Il faut savoir que, même si le sel est présent, cela ne suffit pas à empêcher la glaciation; cette source aurait dû être gelée. En réalité, cette source arrive à se réchauffer elle-même.

«Quand l’eau passe par la phase où elle passe de l’état liquide à l’état solide, cela dégage de la chaleur, c’est juste de la chimie basique, note Popular Science. Dans le cas de l’eau salée qui traverse le glacier Taylor, la chaleur qui est dégagée par la part d’eau salée qui gèle suffit à maintenir l’écoulement du reste.»

Les chercheurs ont donc tracé, à l’aide d’ondes radio et d’un robot, l’origine de cet écoulement pour le moins exceptionnel. Il s’est avéré que l’eau reste chaude sous le glacier et que lorsque des crevasses se créent, la pression la fait remonter, prête à surgir lorsque la surface craque.

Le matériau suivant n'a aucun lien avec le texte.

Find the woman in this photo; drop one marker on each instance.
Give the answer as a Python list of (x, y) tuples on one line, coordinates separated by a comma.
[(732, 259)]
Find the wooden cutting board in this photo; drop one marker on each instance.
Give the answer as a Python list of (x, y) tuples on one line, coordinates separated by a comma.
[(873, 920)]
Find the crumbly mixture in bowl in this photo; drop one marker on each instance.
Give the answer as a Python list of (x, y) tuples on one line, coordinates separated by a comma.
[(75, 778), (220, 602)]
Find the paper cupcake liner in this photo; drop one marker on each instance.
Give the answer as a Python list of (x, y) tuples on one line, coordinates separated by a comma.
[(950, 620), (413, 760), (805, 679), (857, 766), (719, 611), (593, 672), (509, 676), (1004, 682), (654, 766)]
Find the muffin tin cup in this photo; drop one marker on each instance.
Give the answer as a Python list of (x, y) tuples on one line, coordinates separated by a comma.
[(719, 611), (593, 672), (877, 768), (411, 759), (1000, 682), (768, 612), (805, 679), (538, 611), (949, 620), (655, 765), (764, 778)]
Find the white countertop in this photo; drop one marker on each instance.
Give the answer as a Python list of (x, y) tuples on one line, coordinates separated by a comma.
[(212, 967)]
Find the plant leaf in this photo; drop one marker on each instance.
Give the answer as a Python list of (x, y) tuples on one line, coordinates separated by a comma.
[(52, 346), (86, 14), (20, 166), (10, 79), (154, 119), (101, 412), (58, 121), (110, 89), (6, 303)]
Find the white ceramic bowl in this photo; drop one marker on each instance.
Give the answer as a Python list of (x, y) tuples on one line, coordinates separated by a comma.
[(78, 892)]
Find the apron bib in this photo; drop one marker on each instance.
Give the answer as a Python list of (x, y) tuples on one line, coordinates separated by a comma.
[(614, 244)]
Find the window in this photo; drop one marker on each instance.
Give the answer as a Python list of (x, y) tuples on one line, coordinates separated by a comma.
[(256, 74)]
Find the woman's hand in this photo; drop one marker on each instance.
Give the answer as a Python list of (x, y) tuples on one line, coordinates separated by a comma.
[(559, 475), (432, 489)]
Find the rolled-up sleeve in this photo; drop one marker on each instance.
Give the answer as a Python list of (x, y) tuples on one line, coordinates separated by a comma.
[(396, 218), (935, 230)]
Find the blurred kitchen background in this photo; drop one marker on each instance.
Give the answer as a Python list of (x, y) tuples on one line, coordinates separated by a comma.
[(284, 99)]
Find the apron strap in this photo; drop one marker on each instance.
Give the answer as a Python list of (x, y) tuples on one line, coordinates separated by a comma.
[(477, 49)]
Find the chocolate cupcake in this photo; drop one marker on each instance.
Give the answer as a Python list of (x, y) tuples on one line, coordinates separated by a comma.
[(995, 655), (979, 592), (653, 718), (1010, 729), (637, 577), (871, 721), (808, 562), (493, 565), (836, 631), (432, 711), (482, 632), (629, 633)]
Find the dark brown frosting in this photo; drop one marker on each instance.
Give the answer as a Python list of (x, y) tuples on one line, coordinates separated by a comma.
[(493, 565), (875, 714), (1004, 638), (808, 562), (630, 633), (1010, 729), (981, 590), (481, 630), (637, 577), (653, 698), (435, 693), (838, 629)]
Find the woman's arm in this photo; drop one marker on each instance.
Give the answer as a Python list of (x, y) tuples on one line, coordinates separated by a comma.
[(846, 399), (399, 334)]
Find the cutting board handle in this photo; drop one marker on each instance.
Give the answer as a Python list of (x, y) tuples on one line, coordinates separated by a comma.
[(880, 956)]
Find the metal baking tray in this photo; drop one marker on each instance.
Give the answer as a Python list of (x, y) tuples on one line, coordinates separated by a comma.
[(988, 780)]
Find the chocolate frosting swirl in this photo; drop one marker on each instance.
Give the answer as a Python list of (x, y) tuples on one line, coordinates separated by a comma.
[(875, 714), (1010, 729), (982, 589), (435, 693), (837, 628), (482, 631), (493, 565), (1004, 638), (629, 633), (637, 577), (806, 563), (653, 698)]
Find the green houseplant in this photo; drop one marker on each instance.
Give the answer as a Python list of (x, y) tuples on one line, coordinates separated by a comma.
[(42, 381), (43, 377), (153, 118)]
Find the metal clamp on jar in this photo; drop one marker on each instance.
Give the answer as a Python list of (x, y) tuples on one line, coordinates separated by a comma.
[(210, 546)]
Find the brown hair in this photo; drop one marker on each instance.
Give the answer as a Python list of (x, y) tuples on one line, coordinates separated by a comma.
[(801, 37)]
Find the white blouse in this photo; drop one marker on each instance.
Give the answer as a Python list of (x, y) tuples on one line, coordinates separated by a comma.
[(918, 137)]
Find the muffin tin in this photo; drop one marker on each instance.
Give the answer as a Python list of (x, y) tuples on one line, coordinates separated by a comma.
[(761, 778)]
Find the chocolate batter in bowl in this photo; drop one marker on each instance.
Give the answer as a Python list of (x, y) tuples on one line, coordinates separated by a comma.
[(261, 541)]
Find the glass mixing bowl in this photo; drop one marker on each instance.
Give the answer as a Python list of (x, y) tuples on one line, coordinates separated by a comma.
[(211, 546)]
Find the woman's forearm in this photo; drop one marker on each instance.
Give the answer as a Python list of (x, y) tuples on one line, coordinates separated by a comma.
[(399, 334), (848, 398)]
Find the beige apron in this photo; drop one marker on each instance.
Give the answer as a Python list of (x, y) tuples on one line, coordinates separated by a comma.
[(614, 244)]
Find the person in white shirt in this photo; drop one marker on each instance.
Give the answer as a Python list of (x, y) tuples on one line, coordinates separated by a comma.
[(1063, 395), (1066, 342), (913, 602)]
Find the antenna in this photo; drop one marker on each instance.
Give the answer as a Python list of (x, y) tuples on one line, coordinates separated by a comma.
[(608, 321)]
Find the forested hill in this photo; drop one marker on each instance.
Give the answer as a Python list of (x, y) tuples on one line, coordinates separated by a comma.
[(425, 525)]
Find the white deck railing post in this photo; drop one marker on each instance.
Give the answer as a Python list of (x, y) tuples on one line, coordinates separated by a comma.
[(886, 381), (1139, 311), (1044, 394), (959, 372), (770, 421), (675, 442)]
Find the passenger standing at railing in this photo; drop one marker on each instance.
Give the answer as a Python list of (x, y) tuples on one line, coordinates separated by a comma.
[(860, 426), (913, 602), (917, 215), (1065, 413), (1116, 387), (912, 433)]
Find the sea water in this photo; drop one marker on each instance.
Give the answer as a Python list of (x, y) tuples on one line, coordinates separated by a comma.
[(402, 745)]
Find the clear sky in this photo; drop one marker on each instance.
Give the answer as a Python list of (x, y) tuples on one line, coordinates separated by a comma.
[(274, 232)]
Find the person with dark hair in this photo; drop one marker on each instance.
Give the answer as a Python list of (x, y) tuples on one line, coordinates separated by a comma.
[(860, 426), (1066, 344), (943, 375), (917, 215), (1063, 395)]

Si les «Cascades de sang» n’ont plus de mystères, les chercheurs estiment qu’il y a des leçons à en tirer.

«C’est très important de comprendre à quel point et à quel vitesse les glaciers et les plaques de glace vont évoluer avec le changement climatique», explique Bdgeley.

Avec les températures qui augmentent à travers le monde, plus de glaciers pourraient déverser de l’eau rouge.